Executable	Description	Example Use
john	the main JtR executable	see README
unique	remove duplicates from a piped in list of word and output a unique list	cat filewithdupes.lst (pipe) ./unique filenodupes.lst
unshadow ^*	Take a standard *nix password file and convert to JtR password format	unshadow /etc/passwd /etc/shadow > mypasswd
unafs ^*	Convert a Kerberos AFS password file and convert to JtR password format
undrop ^*	Eggdrop userfile converter	./undrop eggdropfile JtRpasswordfile
genmkvpwd	Generate markov level (see MARKOV in /doc)
calc_stat	Create markov stats file from existing password dictionary	./calc_stat dictionary_file.txt stats
mkvcalcproba	Generate markvo statistics about cracked passwords from a stats file	./mkvcalcproba stats /tmp/passwordlist

^* Symbolic link to john executable.

It's worth examining the Makefile and checking out the actual compilation steps required for your machine.

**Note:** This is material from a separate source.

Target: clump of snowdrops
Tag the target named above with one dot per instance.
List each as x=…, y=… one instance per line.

As an example, for the macosx-x86-64 (Mac OS X x86 architecture chips, 64 bit) the following things happen:

link x86-64.h to arch.h
make the following executables: john, unshadow, unafs, unique, undrop, genmkvpwd, mkvcalcproba and calc_stat
compile JOHN_OBJS ie. JOHN_OBJS_MINIMAL and DES_bs_b.o and x84-64.o with correct compiler flags eg. -m64, -DUNDERSCORES etc.

The compilation of DES_bs_b.o is also worth understanding. DES_bs_b.c DES_bs_s.c DES_bs_n.c are compiled with an inline option, but not before the DES_bs_s and DES_bs_n c files are created by SED'ing sboxes.c and nonstd.c, updating 'unsigned long' to 'ARCH_WORD' which was defined in arch.h. arch.h remember is linked to x86-64.h.

Armed with this information and the right debug settings (eg. -g), you'll now find it's not too difficult to put together your own IDE-friendly Makefile for debugging and understanding this beast in more detail.

Integrating new formats

For a start, you can read format.h which has descriptions for what functions you will need to write and their use.

Here's some info on binary hashes and BINARY_SIZE that you may need while implementing a new format.

Let's say you've built a new decryptor format file for JtR and you want to include it in the compilation. Here's a very high level guide on the changes you'll need to make.

Note: Since 1.7.8 Jumbo-3, simple formats can be plugins. Just name it <format>_fmt_plug.c, put it in the ./src directory, make clean and rebuild. The changes in options.c and john.c described below are not needed. If a helper source file is needed too, it can be named eg. <helper>_plug.c

In john.c

Add your external structure in the list towards the top of the file eg. extern struct fmt_main fmt_XXXX;
In the function john_register_all, register your new format eg. john_register_one(&fmt_XXXX);

In options.c

Update the list of valid format to include yours. Change the text literal –format=NAME and add yours in at the end eg. the end of the line goes from …/HDAA\n”; to /HDAA/XXXX\n”;

Don't forget to update your Makefile, probably just adding your format object to the JOHN_OBJS target eg. insert fmt_XXXX.o somewhere in there (preferably the format list which comes first). Lastly, if you want to offer up your contribution to the JtR world, follow the instructions to make a patch against an original version.

Optimising performance

These are the functions that should be optimised in JtR (in order of importance):

crypt_all()
set_key()
set_salt()

cmp_all() and the get_hash() functions should be made fast too, but that is usually not a problem. Note that you can settle for just comparing parts of the binary (perhaps one word) in cmp_all() - this will lead to a few false positives that will be sorted out in cmp_one() (or even cmp_exact) but that might be a good saving overall.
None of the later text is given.